The next day was long. It was eleven hours (with breaks, of course). I was there for that long on my own volition.

The day started with a solo piano artist, but his songs had more than just piano sounds in them. I arrived at a point in the song's evolution where it already had programmed drums and guitar. There were also vocals, and tons of keyboard-created sounds all played by one person.

The part that most interested me about this song was it's unconventional structure. What I mean by that is most radio-songs have the verse-chorus-verse-chorus-bridge-chorus structure, whereas this song seemed to weave in and out of tempo-changes and more than three different distinct sections which were not returned to, yet the song sounded cohesive and musically pleasing.

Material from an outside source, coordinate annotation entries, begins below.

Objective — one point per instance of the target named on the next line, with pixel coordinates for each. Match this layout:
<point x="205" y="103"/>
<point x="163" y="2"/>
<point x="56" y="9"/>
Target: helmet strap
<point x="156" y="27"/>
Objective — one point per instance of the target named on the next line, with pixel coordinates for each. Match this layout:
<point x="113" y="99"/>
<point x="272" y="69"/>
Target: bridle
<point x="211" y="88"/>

At the end of the session, the artist explained to me that that song had been through about twenty years of evolution, where he meticulously picked and crafted the sections to produce the unconventional structure.

Later that day, I sat in on a rap artist's session, there I learned about ad-lib rapping. That is where an artist adds "comments" to the main vocal track that work to accentuate the main track. The ad-lib track might have vocal samples like the word "what" after the main track says something absurd or noteworthy.

The last session of the day was with a hip-hop duo. One of the members made the music while the other rapped lyrics. It was interesting to see that the the member who made the music was not using the most updated equipment. In fact, he was using a drum machine and keyboard, both from the 80s.